Slyziuk: Office buildings are looking to maximize not just floor area but vertical height as well. Vertical floor-to-floor heights can oftentimes be reduced by using alternative HVAC systems such as chilled beams or variable refrigerant flow systems. For example, a chilled beam system does not require as much overhead space as a typical VAV distribution system because it uses chilled water piping and minimizes large runs of ductwork. This system could potentially allow for additional floors of the office building given a set height or it could reduce the overall height and therefore the cost of the project.
CSE: How have you worked with HVAC system or equipment design to increase a building’s energy efficiency?

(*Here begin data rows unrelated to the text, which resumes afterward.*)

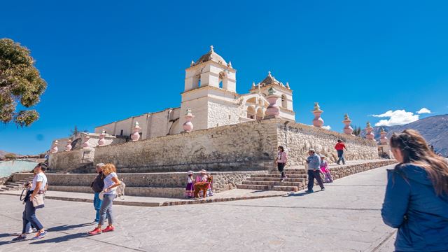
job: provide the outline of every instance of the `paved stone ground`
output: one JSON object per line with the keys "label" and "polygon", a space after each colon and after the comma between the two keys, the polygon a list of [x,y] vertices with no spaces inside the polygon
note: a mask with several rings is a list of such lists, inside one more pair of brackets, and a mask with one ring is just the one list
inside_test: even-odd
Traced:
{"label": "paved stone ground", "polygon": [[0,251],[392,251],[395,230],[383,224],[380,214],[385,169],[339,179],[313,194],[155,208],[115,206],[115,231],[94,237],[85,234],[93,228],[87,224],[94,218],[91,204],[48,200],[38,216],[49,234],[20,243],[9,241],[21,229],[23,206],[17,196],[0,195]]}

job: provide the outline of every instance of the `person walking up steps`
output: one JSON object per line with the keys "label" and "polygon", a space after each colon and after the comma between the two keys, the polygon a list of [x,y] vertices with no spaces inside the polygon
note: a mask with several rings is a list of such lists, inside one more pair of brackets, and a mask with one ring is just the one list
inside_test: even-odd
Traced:
{"label": "person walking up steps", "polygon": [[448,163],[416,131],[391,137],[399,162],[387,171],[382,209],[386,225],[398,228],[396,251],[448,251]]}
{"label": "person walking up steps", "polygon": [[[102,232],[113,231],[113,215],[112,214],[112,203],[113,200],[117,197],[115,192],[116,187],[120,186],[121,181],[117,176],[117,169],[112,164],[104,164],[103,168],[103,174],[104,174],[104,188],[102,193],[104,195],[103,202],[99,209],[99,221],[98,226],[93,230],[89,232],[92,235],[99,234]],[[101,195],[99,196],[101,199]],[[106,218],[108,218],[108,225],[104,230],[101,230],[102,226],[104,224]]]}
{"label": "person walking up steps", "polygon": [[335,148],[336,149],[336,151],[337,151],[338,158],[337,162],[336,163],[337,164],[337,165],[340,165],[340,162],[341,161],[342,161],[342,164],[345,164],[345,160],[344,159],[344,149],[346,150],[347,148],[345,148],[345,144],[342,143],[342,140],[337,140],[337,144],[336,144]]}
{"label": "person walking up steps", "polygon": [[99,209],[101,208],[101,204],[102,200],[99,200],[99,192],[103,190],[103,188],[104,187],[104,179],[103,175],[103,170],[102,168],[104,166],[103,163],[97,164],[97,173],[98,175],[95,178],[95,179],[92,182],[90,185],[90,188],[94,192],[94,196],[93,197],[93,207],[94,207],[95,211],[97,211],[97,215],[95,216],[95,220],[93,223],[98,223],[99,221]]}
{"label": "person walking up steps", "polygon": [[308,151],[309,156],[307,158],[308,164],[308,190],[307,192],[313,192],[313,186],[314,186],[314,178],[321,187],[321,190],[324,190],[323,183],[321,178],[321,157],[316,154],[314,149],[309,149]]}
{"label": "person walking up steps", "polygon": [[30,227],[30,223],[31,225],[38,230],[32,239],[43,238],[47,234],[47,231],[43,229],[43,226],[37,218],[37,216],[36,216],[36,209],[44,206],[43,193],[47,184],[47,176],[43,173],[43,171],[46,168],[46,164],[43,163],[39,163],[34,167],[33,182],[24,200],[25,209],[22,216],[22,220],[23,221],[22,234],[13,239],[13,241],[18,241],[26,239],[27,232]]}
{"label": "person walking up steps", "polygon": [[281,173],[280,182],[283,182],[285,181],[285,178],[287,178],[284,172],[284,169],[285,169],[285,165],[286,165],[288,154],[285,152],[283,146],[279,146],[278,150],[279,153],[277,153],[277,157],[275,158],[275,162],[277,164],[277,168]]}

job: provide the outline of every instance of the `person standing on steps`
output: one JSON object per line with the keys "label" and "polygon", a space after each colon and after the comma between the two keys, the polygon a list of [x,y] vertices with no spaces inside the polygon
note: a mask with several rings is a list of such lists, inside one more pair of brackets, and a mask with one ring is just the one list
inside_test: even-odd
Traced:
{"label": "person standing on steps", "polygon": [[398,228],[396,251],[448,251],[448,163],[416,131],[391,137],[399,162],[387,170],[382,216]]}
{"label": "person standing on steps", "polygon": [[321,157],[316,154],[314,149],[308,150],[309,156],[307,158],[307,163],[308,164],[308,190],[307,192],[313,192],[313,186],[314,186],[314,178],[321,187],[321,190],[324,190],[323,183],[321,178]]}
{"label": "person standing on steps", "polygon": [[94,192],[94,196],[93,197],[93,207],[97,211],[97,215],[95,216],[95,220],[92,223],[98,223],[99,221],[99,209],[101,209],[101,204],[103,202],[99,200],[99,192],[103,190],[103,188],[104,187],[104,176],[103,175],[102,167],[104,166],[103,163],[97,164],[97,173],[98,175],[95,178],[95,179],[92,182],[90,185],[90,188]]}
{"label": "person standing on steps", "polygon": [[277,168],[281,173],[280,182],[283,182],[285,181],[285,178],[288,178],[284,172],[285,165],[286,165],[286,161],[288,161],[288,154],[286,154],[285,149],[281,146],[279,146],[277,150],[279,152],[277,153],[277,157],[275,158],[275,162],[277,164]]}
{"label": "person standing on steps", "polygon": [[[113,200],[117,197],[117,186],[120,186],[121,181],[117,176],[117,169],[112,164],[106,164],[102,167],[103,174],[104,174],[104,187],[102,192],[103,195],[103,202],[101,204],[99,209],[99,221],[98,226],[93,230],[89,232],[90,234],[99,234],[102,232],[111,232],[115,230],[113,227],[113,215],[112,214],[112,204]],[[101,199],[101,195],[99,196]],[[104,224],[104,220],[107,218],[107,227],[102,230],[101,227]]]}
{"label": "person standing on steps", "polygon": [[337,140],[337,144],[336,144],[335,148],[336,149],[336,151],[337,151],[338,158],[337,162],[336,163],[337,164],[337,165],[340,165],[340,162],[341,161],[342,161],[342,164],[345,164],[345,160],[344,159],[344,149],[346,150],[347,148],[345,147],[345,144],[342,143],[342,140]]}

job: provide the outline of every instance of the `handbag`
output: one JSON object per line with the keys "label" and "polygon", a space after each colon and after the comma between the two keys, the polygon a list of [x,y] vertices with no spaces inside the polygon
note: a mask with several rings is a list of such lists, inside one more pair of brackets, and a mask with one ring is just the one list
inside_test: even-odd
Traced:
{"label": "handbag", "polygon": [[36,209],[39,209],[44,206],[43,193],[38,193],[34,196],[34,198],[33,199],[33,206],[34,206],[34,208]]}

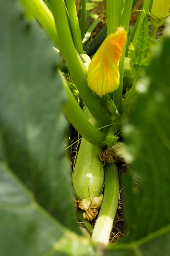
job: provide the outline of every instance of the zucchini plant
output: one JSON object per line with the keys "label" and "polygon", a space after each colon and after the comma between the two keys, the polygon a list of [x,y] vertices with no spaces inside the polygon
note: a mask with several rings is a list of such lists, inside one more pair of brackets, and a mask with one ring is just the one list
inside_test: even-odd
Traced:
{"label": "zucchini plant", "polygon": [[[0,1],[1,255],[170,253],[170,1],[145,0],[130,33],[136,1],[107,0],[106,38],[85,46],[86,2],[79,22],[74,0]],[[125,233],[108,244],[120,184]]]}

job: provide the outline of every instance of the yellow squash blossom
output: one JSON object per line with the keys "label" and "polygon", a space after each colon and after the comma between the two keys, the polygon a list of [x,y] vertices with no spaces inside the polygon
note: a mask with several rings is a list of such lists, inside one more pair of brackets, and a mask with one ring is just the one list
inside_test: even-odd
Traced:
{"label": "yellow squash blossom", "polygon": [[107,36],[89,64],[88,85],[100,97],[119,88],[119,63],[126,34],[123,28],[118,28],[114,34]]}

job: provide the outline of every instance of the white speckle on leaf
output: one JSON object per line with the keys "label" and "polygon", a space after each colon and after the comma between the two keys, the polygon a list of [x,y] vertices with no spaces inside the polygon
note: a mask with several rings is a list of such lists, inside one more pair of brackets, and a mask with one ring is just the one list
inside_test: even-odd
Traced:
{"label": "white speckle on leaf", "polygon": [[148,89],[150,84],[150,79],[149,77],[145,77],[140,80],[136,84],[136,90],[141,93],[146,93]]}

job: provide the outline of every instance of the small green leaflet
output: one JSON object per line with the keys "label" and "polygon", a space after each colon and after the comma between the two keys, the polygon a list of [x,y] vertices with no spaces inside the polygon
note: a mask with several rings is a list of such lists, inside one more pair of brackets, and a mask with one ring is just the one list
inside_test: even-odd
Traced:
{"label": "small green leaflet", "polygon": [[96,20],[93,23],[86,33],[85,37],[84,38],[82,41],[82,44],[84,44],[85,43],[85,42],[86,42],[86,41],[88,40],[91,35],[91,34],[93,30],[95,28],[98,23],[101,22],[101,20]]}

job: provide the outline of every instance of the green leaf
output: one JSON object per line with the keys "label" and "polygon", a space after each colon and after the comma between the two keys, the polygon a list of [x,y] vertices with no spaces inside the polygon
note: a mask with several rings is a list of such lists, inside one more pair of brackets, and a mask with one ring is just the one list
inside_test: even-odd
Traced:
{"label": "green leaf", "polygon": [[99,5],[95,4],[92,3],[86,3],[85,4],[85,9],[86,11],[90,11],[94,9],[96,6],[97,6]]}
{"label": "green leaf", "polygon": [[90,241],[64,228],[0,163],[0,255],[94,255]]}
{"label": "green leaf", "polygon": [[71,171],[62,153],[67,122],[62,108],[66,95],[56,54],[39,24],[23,16],[15,1],[0,2],[3,154],[39,204],[79,233]]}
{"label": "green leaf", "polygon": [[130,66],[136,76],[139,76],[139,72],[148,64],[150,57],[150,44],[147,18],[145,16],[141,26],[137,44],[133,46],[131,43],[129,48]]}
{"label": "green leaf", "polygon": [[125,179],[128,234],[107,256],[170,254],[170,35],[137,84],[139,96],[124,128],[132,161]]}
{"label": "green leaf", "polygon": [[82,41],[82,44],[84,44],[84,43],[85,43],[85,42],[86,42],[86,41],[88,40],[88,39],[90,38],[90,36],[91,35],[91,34],[93,30],[94,29],[98,23],[101,22],[101,20],[96,20],[96,21],[94,21],[94,22],[92,24],[92,25],[91,26],[85,33],[85,37],[84,38],[83,40]]}

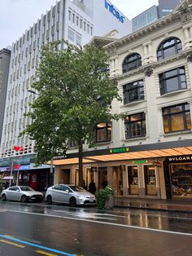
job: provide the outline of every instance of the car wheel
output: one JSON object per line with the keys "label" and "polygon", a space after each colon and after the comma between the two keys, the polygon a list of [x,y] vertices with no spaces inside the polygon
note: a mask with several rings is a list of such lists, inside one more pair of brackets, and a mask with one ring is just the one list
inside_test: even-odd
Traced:
{"label": "car wheel", "polygon": [[76,201],[75,197],[71,197],[69,200],[69,205],[70,206],[76,206]]}
{"label": "car wheel", "polygon": [[26,196],[23,195],[23,196],[21,196],[21,198],[20,198],[20,201],[21,201],[22,203],[26,203],[27,201],[28,201],[28,200],[27,200]]}
{"label": "car wheel", "polygon": [[51,205],[52,204],[52,196],[50,195],[47,196],[46,196],[46,202],[47,204],[49,205]]}
{"label": "car wheel", "polygon": [[2,195],[2,201],[7,201],[6,194]]}

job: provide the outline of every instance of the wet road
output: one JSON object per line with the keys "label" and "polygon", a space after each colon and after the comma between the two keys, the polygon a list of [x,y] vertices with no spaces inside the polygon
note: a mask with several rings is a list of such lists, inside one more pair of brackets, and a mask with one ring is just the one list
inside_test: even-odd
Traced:
{"label": "wet road", "polygon": [[192,214],[0,203],[0,255],[191,255]]}

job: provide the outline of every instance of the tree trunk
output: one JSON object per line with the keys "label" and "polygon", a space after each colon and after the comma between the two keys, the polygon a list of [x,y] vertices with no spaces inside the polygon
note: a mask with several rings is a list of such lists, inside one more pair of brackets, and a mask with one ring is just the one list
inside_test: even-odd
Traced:
{"label": "tree trunk", "polygon": [[81,141],[78,143],[79,146],[79,185],[83,187],[83,143]]}

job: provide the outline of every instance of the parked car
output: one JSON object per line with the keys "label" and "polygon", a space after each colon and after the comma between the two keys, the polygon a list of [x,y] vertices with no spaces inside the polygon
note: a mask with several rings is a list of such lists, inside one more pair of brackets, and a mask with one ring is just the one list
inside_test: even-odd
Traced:
{"label": "parked car", "polygon": [[28,201],[42,201],[43,194],[28,186],[13,186],[2,190],[2,201],[20,201],[23,203]]}
{"label": "parked car", "polygon": [[94,195],[76,185],[57,184],[49,188],[46,193],[48,204],[52,202],[76,205],[95,205]]}

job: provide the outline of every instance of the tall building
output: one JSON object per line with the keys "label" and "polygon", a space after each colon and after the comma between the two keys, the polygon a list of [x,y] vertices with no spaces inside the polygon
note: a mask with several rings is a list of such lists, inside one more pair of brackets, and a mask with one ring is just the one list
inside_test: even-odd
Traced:
{"label": "tall building", "polygon": [[[27,136],[18,136],[31,121],[24,113],[30,110],[29,103],[37,97],[28,90],[40,60],[41,48],[44,44],[59,39],[83,46],[94,35],[103,36],[111,30],[116,31],[113,36],[123,37],[131,32],[131,21],[108,0],[60,0],[12,44],[0,157],[23,155],[20,159],[20,170],[33,170],[21,179],[26,181],[29,179],[31,182],[34,178],[33,184],[30,183],[34,188],[42,189],[37,184],[37,170],[30,166],[34,142]],[[49,174],[47,166],[44,167],[44,172],[41,172],[43,177],[41,183],[47,186]]]}
{"label": "tall building", "polygon": [[[100,123],[85,147],[83,174],[130,198],[192,198],[192,0],[172,15],[111,42],[110,74],[124,120]],[[102,42],[100,43],[102,45]],[[54,161],[55,183],[78,182],[77,152]]]}
{"label": "tall building", "polygon": [[0,143],[2,137],[2,123],[4,117],[6,94],[7,88],[11,51],[2,49],[0,51]]}
{"label": "tall building", "polygon": [[181,0],[158,0],[158,6],[152,6],[132,20],[132,30],[143,28],[158,19],[170,14],[179,4]]}

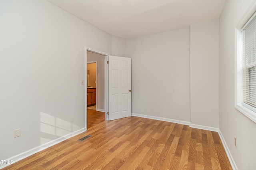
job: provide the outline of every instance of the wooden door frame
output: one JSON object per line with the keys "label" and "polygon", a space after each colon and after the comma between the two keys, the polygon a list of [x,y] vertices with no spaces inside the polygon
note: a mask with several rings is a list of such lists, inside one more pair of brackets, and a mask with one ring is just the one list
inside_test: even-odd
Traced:
{"label": "wooden door frame", "polygon": [[[108,120],[108,65],[107,61],[108,61],[109,54],[102,52],[96,49],[89,48],[87,47],[84,47],[84,99],[85,99],[85,128],[87,130],[87,51],[92,52],[105,56],[104,65],[105,65],[105,93],[104,93],[104,107],[105,107],[105,117],[106,121]],[[96,82],[97,83],[97,82]],[[96,99],[97,100],[97,99]]]}

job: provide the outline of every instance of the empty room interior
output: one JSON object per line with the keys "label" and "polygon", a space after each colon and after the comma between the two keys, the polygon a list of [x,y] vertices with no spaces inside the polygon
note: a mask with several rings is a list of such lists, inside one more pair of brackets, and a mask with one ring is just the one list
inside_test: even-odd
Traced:
{"label": "empty room interior", "polygon": [[255,169],[256,12],[0,0],[0,169]]}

Anderson: We have found success in interlocking lighting occupancy sensors in conference rooms with the HVAC system and changing a zone from occupied to unoccupied if no occupants are sensed in the room. In addition to occupancy sensors, combined temperature and carbon dioxide sensors are common and allow reduced ventilation during periods of minimal occupancy when CO2 is within standard limits.
CSE: What best practices should be followed to ensure an efficient HVAC system is designed for this kind of building?
Slyziuk: There are so many possible design solutions for an office building HVAC design. It is imperative to understand the client’s operational intent to realize the necessary flexibility and/or separation of areas to help determine HVAC solution. As a best practice, regardless of the system type, the mechanical equipment should be proposed with efficiencies greater than code required minimums. However, mechanical systems alone cannot ensure efficient buildings. The HVAC system capacities can be reduced in size provided the building envelope is designed to exceed code minimums. Additionally, designing the lighting systems with efficient fixtures or with LED can significantly reduce the mechanical system sizes as well. The very best practice is to engage every discipline during design to help provide a holistic approach to the building’s efficiency.
Anderson: Engineers should be thoroughly familiar with how each space functions within the building and how the occupancy changes over time. Determining how many HVAC zones are provided within the building and how the zones are separated and controlled, will factor into whether the HVAC system is overheating or overcooling spaces and wasting energy. Simple controls sequences should be implemented in VAV systems to reset the supply air temperature upward or downward based on the majority needs of the connected zones, as well as static pressure adjustments in the system providing a reduction in fan energy.
CSE: What is the most challenging thing when designing HVAC systems office buildings with multiple tenants that have very different needs?
Slyziuk: Designing for flexibility while also being conscious of project cost is often a challenge; we are thus balancing between provisioning for multiple tenants’ potential demands and costs.
Anderson: The most challenging thing when designing HVAC systems in office buildings with multiple tenants is ensuring each tenant has the opportunity and flexibility to meet the majority of their needs in the space. Providing enough shaft space for additional ductwork, roof space for supplemental equipment or spare capacity in the utilities and pipe sizing, are all options to assist the future tenant.
CSE: What are some of the challenges or issues when designing for water use in such facilities, particularly high-rise offices with high water needs and various pumping needs?
Anderson: Quite often the water needs of a future tenant are not known at the time and must be estimated during design with enough flexibility provided for different types of tenants. The challenge with not knowing the specific water needs of each tenant is to not oversize the piping unnecessarily, driving up first costs.